Breaking Glaciers Cause Icy Earthquakes!

Researchers track massive ice loss through the help of glacial quakes. Researchers have noticed that the cause of the quakes is due to the rapid movement (backward and downward) of the glaciers after an iceberg breaks off into the ocean.

The Greenland ice sheet is an important contributor to the global sea level rise; therefore it is very important to study its behavior. Up till now glacial earthquakes have been poorly understood.

Researchers have witnessed a sevenfold increase in glacial quakes over a span of two decades.

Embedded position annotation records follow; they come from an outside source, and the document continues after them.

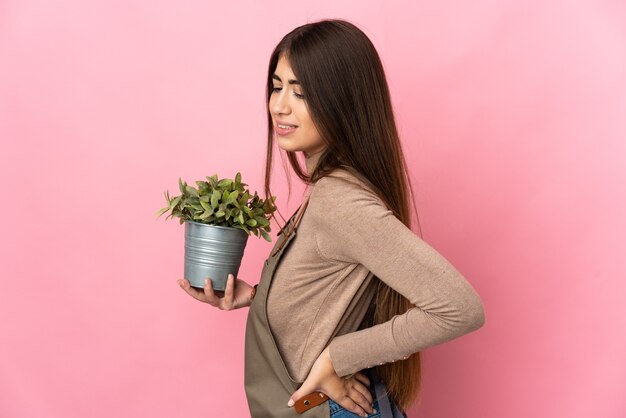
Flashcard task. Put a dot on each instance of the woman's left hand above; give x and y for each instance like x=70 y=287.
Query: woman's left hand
x=351 y=392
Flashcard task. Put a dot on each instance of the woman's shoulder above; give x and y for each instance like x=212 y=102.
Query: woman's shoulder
x=343 y=187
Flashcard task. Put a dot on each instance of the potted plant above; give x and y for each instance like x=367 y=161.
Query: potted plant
x=219 y=216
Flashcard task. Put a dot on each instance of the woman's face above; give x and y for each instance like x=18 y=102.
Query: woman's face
x=288 y=107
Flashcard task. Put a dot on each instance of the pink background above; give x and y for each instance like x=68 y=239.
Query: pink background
x=513 y=117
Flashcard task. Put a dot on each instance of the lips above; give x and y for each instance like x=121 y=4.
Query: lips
x=286 y=125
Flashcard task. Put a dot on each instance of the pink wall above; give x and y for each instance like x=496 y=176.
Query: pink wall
x=513 y=116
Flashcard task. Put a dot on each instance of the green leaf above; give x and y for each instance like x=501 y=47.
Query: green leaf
x=175 y=202
x=232 y=197
x=215 y=199
x=192 y=191
x=205 y=215
x=224 y=183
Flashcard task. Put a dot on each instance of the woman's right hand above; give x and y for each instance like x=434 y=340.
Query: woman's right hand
x=236 y=295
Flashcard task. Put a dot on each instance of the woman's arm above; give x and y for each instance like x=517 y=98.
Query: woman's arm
x=354 y=226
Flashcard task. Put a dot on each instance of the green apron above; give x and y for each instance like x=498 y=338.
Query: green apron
x=267 y=382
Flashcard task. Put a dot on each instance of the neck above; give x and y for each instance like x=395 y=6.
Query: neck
x=311 y=161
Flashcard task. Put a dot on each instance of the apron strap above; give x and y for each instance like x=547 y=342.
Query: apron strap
x=294 y=226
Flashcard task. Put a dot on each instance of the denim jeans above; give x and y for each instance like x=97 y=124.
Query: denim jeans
x=338 y=411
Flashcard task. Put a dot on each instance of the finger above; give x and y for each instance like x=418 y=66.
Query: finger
x=362 y=396
x=191 y=291
x=352 y=406
x=230 y=291
x=209 y=295
x=361 y=377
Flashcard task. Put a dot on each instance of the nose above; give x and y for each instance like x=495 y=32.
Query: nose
x=280 y=103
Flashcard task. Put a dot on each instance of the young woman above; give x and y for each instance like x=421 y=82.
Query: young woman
x=355 y=294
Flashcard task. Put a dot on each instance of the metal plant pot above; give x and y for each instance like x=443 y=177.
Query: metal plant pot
x=212 y=251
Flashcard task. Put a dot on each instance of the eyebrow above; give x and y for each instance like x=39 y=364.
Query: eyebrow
x=275 y=77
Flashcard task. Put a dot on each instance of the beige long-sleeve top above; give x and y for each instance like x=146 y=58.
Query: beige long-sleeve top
x=323 y=284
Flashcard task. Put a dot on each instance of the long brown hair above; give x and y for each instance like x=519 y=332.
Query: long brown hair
x=348 y=98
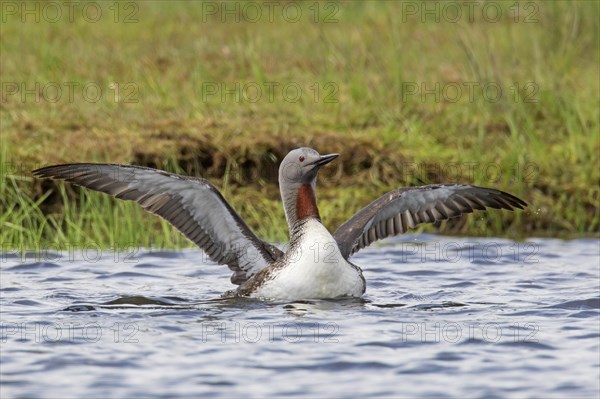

These glaciers have been moving towards the north, meaning that there has been a massive loss from the ice sheet through calving, a piece that breaks off and separates.

“Our new understanding is a crucial step toward developing tools to remotely measure the mass loss that occurs when icebergs break off ice sheets,” said L. Mac Cathles, co-author of the new study, in a news release.

“Combining field observations with laboratory measurements from scaled-model calving experiments provided insights into the dynamics of calving and glacial earthquakes that would not have otherwise been possible.”

In the summer of 2013, researchers installed a wireless network of Global Positioning System devices on the chaotic surface of Helheim Glacier, is a flow of ice that originates from the much larger Greenland ice Sheet, to measure velocity and displacement glacier surface.

Tavi Murray, lead author of the study and Polar Medal award winner, expressed her surprise on seeing the glacier flowing backwards on the GPS data. The motion was noticed to happen every time a large iceberg is calved and a glacial earthquake is produced.

A theoretical model for the earthquake and the laboratory experiments allowed researchers to explain the backward and downward movement.

These findings reveal a little more about glacial behavior. Researchers have found a chance to gain better estimates in the future by measuring calving events and their contribution to sea-level change.

The findings are published in the journal Science.